The process isn't difficult or costly, just tedious, he said. With the right paperwork and a little patience, you can replace a missing medal for the cost of a restaurant meal.
The honors that veterans are entitled to are listed on their discharge papers. The medals can be ordered from military officials or purchased from Army-Navy stores.
The hardest part for Peterson was getting veterans to participate; it was "like pulling teeth," he said. About two dozen reside at the Aegis Living senior center, but only six were willing to go through the process to land the medals they'd earned.
Some felt their service was so far behind them, the ribbons and badges don't mean much anymore. Others don't put much stock in memorabilia. And some either already had their awards or were afraid they hadn't earned any at all.
As he got their paperwork in order, Peterson began pursuing more than service awards. He made regular trips with the men to the Veterans Administration center in North Hills to get all they were they entitled to: bigger pensions, better medical care, less expensive hearing aids.
The men didn't have the expertise to navigate the rigmarole. So Peterson became their fixer, charming his way through VA red tape with small talk and jars of homemade jam.
That's a fitting role for a man who spent years as a labor relations troubleshooter for Hughes Aircraft. At Aegis, he's part cheerleader, part drill sergeant.
It took him almost two years, but he was able to connect four veterans with the medals they'd earned. One died during the search: former LAPD Officer Edwin Stivers, who'd received commendations for his service in the Air Force reserves.
The other men were honored Friday by their fellow residents. Their stories were shared, their medals displayed, their contributions finally recognized.
Former Navy gunner Joe Goldfarb had already received his four medals — "for the cost of a 3-cent stamp" — more than 60 years ago. He was discharged in 1947, after four years at sea. His biggest accomplishment, he told the crowd Friday, was getting home unharmed.
Air Force veteran Stanley Francis Olivier never knew he should have received two medals for service during the Korean War. He'd left college to enlist in 1951 and went back to school when his four-year hitch was up. From there, he earned a doctorate, joined the Peace Corps and traveled the world. "I had no idea about any medal," he said. Service was its own reward.
It seems a travesty to me that so many veterans never got that tangible validation that a medal can provide. But mementos were low on the list of things that needed attending to as they returned from battlefields in Europe, Korea and Vietnam.
"There were too many things to think about," said Samuel Shaner, who was drafted by the Air Force in 1943, two years after he graduated from North Hollywood High. He received three medals Friday, 68 years after he earned them.
"I just never bothered to get them after I was discharged," he said. "I was too busy taking advantage of the GI Bill," which paid his way through five years of college and led to an engineering career at Caltech.
Peterson already had collected four medals for his service in the South Pacific and Guadalcanal. But he hadn't thought much about them until 20 years ago, when an emotion-filled moment at a family party introduced him to their value.

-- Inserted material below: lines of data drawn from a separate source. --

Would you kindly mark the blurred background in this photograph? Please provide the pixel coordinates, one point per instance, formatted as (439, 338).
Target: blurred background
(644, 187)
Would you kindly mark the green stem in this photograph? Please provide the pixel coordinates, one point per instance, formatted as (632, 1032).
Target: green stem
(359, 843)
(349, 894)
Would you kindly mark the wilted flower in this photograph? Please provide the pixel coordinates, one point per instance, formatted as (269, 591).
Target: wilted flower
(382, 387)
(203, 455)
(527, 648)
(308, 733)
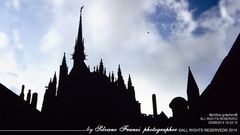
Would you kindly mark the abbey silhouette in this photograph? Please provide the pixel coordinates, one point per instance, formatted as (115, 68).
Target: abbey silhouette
(84, 97)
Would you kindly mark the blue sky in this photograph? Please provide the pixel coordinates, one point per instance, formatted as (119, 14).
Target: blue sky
(154, 41)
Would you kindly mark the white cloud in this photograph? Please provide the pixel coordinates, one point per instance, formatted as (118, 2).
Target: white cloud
(117, 31)
(3, 40)
(14, 4)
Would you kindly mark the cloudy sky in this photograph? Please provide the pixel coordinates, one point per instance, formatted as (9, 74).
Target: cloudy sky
(153, 40)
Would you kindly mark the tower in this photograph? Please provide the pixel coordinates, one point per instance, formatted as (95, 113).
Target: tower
(120, 81)
(79, 66)
(192, 91)
(34, 100)
(50, 96)
(79, 55)
(131, 89)
(63, 73)
(29, 96)
(22, 92)
(101, 67)
(154, 105)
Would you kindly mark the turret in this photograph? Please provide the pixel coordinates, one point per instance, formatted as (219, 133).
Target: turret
(34, 99)
(120, 81)
(29, 96)
(192, 91)
(154, 101)
(63, 73)
(22, 92)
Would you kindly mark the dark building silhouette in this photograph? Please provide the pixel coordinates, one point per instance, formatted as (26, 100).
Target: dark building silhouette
(22, 92)
(154, 105)
(221, 96)
(16, 113)
(89, 97)
(81, 97)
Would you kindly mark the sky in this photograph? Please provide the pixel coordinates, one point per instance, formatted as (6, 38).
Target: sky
(154, 41)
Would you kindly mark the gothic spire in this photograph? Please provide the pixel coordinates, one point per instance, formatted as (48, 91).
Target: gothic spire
(120, 81)
(64, 63)
(101, 68)
(79, 55)
(129, 81)
(192, 89)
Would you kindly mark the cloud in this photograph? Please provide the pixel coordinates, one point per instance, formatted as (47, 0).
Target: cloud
(3, 40)
(14, 4)
(125, 32)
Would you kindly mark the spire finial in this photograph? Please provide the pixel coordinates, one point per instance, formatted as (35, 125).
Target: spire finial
(81, 10)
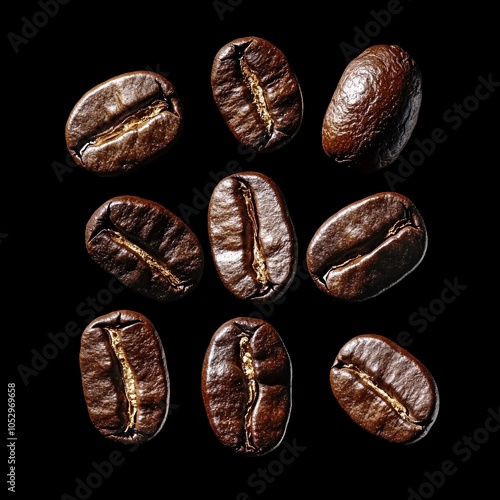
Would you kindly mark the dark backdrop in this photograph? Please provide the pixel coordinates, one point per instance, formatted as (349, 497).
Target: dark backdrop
(55, 52)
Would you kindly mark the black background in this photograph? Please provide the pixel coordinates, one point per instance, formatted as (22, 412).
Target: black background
(49, 281)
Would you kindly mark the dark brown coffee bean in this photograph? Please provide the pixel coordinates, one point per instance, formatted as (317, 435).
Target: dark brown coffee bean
(123, 123)
(374, 109)
(367, 247)
(385, 389)
(124, 376)
(252, 237)
(257, 93)
(147, 247)
(246, 386)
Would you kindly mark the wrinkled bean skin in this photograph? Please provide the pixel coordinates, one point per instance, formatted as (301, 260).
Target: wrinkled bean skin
(373, 110)
(125, 378)
(252, 237)
(124, 123)
(367, 247)
(385, 389)
(146, 247)
(257, 93)
(246, 386)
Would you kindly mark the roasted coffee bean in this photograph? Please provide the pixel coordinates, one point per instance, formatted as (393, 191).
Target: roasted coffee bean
(124, 376)
(146, 247)
(374, 109)
(123, 123)
(252, 237)
(385, 389)
(246, 386)
(257, 93)
(367, 247)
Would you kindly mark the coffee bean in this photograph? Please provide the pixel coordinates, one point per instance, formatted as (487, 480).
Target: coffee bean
(124, 376)
(252, 237)
(123, 123)
(246, 386)
(374, 109)
(257, 93)
(146, 247)
(385, 389)
(367, 247)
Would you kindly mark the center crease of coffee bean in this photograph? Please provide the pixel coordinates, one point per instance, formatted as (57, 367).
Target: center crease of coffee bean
(149, 259)
(259, 260)
(134, 120)
(246, 360)
(370, 245)
(369, 382)
(128, 376)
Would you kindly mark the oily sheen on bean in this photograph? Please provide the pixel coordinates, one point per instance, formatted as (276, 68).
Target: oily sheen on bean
(252, 237)
(125, 378)
(246, 386)
(373, 110)
(367, 247)
(385, 389)
(146, 247)
(257, 93)
(124, 123)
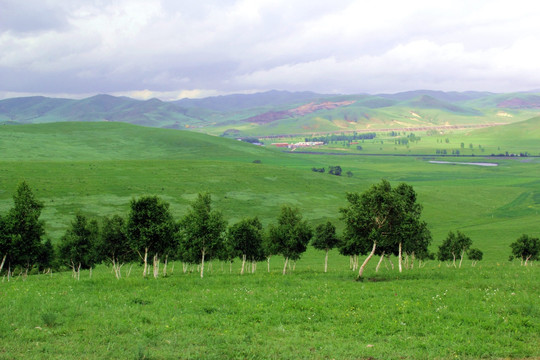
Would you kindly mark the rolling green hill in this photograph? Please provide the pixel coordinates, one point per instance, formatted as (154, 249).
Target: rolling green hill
(97, 168)
(282, 112)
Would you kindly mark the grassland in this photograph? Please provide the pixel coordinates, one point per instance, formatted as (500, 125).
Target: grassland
(490, 311)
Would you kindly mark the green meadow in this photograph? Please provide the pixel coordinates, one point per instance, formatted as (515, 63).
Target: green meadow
(487, 311)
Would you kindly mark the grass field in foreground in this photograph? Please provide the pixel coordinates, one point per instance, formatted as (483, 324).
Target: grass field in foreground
(489, 311)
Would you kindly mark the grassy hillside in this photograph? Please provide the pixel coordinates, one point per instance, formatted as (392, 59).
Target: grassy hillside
(489, 311)
(99, 167)
(281, 112)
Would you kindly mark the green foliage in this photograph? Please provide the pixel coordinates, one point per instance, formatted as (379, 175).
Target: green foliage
(455, 244)
(382, 218)
(335, 170)
(21, 230)
(114, 243)
(246, 237)
(475, 254)
(79, 245)
(150, 227)
(526, 248)
(291, 235)
(202, 232)
(325, 237)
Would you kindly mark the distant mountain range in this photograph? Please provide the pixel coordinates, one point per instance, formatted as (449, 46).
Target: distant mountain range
(282, 112)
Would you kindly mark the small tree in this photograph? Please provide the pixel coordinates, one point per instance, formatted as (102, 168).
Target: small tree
(325, 238)
(373, 220)
(79, 246)
(290, 235)
(5, 242)
(475, 255)
(335, 170)
(454, 245)
(23, 231)
(151, 230)
(202, 232)
(526, 248)
(114, 244)
(246, 239)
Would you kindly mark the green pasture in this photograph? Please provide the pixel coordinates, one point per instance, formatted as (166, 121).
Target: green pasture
(434, 312)
(97, 168)
(429, 312)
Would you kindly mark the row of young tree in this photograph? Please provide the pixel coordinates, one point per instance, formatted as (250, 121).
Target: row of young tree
(381, 221)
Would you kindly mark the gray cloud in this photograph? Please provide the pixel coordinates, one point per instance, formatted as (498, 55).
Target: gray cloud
(172, 48)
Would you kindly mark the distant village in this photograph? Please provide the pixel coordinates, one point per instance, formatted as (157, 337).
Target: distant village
(299, 144)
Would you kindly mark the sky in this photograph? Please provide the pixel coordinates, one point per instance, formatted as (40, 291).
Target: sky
(172, 49)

Peterson's cousin, a World War II vet, had regaled the family for decades with stories of his combat heroics. "His children used to razz him about it, like they didn't believe it," Peterson said. Finally, a relative did a little digging, found his discharge papers and rounded up the medals that certified his valor.
When the cousin turned 80, the family held a party at Inglewood's Proud Bird restaurant. His first gift was the collection of medals he'd earned but never touched.
They were mounted on velvet and displayed in a wooden frame. "He opened the package and broke into tears," Peterson recalled. "There was dead silence in a room that had been all levity minutes before. He was amazed. His children were amazed. Their father was all the things he said he was. He left there walking 3 feet taller.
"That's why I push these guys to get what they earned," he said. "I've seen the impact it has. Sure, we had a lot of hoops to jump through." But he's already lining up a new crew and ready to do it again.